When I think about this, I begin to understand that my own worldview is a lot more religious than it is “spiritual.” Oh, I think spirituality is important, certainly, but as a Wesleyan I think the words “spiritual” and “discipline” go together. It’s not my own spirituality that matters, it’s the spirituality that emerges from long engagement in prayer, Scripture study, and disciplined work over time with a community of faith. That discipline is what we might call “religion”–not the devotion to denomination but rather a devotion to Christ who offers a particular worldview and way of life. Jesus was not a gnostic who invited people on a spiritual journey to their own enlightenment. He only offered the way of the cross–a disciplined devotion that is lived out in community. The individual life matters within the context of the larger mission of God’s redemption for the whole world–a mission that seeks to break the brokenness of sin and death, rather than merely adopting that brokkeness as normative for human life. Jesus does not simply bless our way of life, he wants to transform it and in order to do that we have to submit to his Lordship and way of life–a life lived out in community with others.

So, color me as someone who is striving to be religious but not particularly spiritual.

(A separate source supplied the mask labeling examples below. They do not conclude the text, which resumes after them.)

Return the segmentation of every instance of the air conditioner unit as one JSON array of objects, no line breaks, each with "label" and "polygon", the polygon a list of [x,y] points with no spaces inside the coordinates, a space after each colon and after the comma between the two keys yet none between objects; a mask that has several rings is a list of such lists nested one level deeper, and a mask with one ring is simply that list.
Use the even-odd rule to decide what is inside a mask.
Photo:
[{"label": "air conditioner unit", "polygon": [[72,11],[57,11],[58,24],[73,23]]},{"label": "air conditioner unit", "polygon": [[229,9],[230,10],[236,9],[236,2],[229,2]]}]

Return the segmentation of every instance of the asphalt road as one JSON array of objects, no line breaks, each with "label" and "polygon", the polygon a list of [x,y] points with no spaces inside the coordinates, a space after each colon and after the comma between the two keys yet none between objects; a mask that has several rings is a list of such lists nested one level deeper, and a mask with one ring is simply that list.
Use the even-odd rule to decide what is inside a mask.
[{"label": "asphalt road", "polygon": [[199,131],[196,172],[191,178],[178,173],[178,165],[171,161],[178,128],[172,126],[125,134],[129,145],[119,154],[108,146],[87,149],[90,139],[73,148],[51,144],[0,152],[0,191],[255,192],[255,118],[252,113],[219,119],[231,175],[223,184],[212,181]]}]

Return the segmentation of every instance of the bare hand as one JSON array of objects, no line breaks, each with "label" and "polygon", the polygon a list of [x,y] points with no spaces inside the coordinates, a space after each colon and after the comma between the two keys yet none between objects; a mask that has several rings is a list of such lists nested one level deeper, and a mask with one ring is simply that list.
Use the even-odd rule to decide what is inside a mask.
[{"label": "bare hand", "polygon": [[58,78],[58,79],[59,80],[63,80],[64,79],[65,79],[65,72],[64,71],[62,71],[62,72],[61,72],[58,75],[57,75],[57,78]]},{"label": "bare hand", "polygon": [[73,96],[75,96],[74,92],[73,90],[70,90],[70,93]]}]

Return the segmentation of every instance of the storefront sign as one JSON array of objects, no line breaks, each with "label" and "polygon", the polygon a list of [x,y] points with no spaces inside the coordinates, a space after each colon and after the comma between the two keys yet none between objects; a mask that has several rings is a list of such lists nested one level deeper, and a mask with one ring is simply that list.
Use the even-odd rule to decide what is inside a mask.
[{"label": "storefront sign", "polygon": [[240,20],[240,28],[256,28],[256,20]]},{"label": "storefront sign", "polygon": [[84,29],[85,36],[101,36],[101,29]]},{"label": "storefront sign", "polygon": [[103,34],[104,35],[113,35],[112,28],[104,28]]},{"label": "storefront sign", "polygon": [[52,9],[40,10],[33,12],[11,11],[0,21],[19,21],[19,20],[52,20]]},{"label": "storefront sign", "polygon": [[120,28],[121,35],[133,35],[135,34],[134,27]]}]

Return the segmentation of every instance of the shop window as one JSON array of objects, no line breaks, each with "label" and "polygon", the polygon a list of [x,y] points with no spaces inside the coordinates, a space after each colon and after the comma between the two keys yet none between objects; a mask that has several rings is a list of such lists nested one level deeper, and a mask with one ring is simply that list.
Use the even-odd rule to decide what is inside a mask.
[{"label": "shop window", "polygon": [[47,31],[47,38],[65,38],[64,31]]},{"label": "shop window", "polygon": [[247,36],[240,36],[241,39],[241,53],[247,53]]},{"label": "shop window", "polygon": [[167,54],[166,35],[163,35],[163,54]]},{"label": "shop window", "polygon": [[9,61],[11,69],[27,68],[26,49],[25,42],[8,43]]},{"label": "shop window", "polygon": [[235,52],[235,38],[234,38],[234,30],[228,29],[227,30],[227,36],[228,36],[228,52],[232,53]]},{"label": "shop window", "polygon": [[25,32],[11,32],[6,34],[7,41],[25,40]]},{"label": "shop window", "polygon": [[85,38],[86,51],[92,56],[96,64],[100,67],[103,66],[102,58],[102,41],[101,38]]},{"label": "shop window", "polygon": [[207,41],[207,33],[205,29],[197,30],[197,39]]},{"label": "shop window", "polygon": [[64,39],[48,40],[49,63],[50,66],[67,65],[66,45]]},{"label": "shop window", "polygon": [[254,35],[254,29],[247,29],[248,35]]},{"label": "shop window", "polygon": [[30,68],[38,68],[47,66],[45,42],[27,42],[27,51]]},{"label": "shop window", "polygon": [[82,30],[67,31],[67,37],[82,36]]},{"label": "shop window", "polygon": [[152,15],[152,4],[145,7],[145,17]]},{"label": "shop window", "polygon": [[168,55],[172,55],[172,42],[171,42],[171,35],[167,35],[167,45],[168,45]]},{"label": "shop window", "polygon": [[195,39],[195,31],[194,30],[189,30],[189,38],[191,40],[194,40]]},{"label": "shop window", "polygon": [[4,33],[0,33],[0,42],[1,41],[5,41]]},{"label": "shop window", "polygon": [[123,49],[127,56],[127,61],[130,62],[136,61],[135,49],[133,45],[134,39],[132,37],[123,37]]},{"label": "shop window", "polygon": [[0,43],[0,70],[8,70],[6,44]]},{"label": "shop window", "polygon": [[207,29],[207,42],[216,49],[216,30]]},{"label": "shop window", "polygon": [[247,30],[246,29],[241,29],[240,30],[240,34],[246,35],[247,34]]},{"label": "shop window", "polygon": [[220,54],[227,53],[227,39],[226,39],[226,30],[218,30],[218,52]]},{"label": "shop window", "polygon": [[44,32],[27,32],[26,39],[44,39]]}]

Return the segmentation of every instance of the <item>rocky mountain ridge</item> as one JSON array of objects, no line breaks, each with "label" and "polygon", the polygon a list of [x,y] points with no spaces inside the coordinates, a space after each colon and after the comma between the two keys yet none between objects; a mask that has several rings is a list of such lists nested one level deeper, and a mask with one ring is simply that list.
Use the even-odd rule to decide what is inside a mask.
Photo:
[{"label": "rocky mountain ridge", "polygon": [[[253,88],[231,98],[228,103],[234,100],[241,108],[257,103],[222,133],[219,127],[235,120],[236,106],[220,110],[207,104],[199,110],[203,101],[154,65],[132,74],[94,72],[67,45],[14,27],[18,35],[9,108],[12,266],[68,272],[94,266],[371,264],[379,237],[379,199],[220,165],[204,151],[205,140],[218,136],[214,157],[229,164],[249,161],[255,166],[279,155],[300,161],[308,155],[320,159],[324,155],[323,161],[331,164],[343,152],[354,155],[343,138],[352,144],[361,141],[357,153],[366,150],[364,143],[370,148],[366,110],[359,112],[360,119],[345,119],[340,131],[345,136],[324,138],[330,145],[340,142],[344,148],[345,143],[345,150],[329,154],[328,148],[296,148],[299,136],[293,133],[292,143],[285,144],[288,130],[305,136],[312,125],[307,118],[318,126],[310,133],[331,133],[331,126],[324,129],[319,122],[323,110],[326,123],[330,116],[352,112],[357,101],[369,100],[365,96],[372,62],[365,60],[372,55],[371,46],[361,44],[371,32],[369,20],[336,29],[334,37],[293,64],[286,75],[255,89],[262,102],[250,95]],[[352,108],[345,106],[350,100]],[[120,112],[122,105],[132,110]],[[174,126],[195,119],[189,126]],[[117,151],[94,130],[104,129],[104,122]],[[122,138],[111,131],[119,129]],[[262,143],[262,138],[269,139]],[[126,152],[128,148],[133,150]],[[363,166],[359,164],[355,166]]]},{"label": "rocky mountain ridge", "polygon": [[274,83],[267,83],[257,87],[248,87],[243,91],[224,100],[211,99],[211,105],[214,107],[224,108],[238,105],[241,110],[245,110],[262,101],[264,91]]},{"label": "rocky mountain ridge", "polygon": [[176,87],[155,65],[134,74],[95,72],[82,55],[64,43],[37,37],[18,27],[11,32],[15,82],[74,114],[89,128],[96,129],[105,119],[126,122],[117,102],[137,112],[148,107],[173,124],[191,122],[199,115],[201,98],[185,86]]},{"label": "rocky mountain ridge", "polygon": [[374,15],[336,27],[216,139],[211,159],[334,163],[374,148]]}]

I think that’s what Wesley was calling us as Methodists to be–people who gave themselves to a particular community and a particular way of life lived out under the discipline and Lordship of Christ. Those who live this way will always be in the minority. The culture will see them as “weird” as best and dangerous at worst. Our call is not to be relevant, but redemptive; not to be “spiritual” but sold out to Christ in every aspect of our lives.

Today, I’m looking at this study as a good thing rather than a bad thing. I think the decline of the gnostic Protestantism of the left and right is a sign that God is up to something new–perhaps a fresh reformation of faith that will make us relevant to God and his kingdom once again!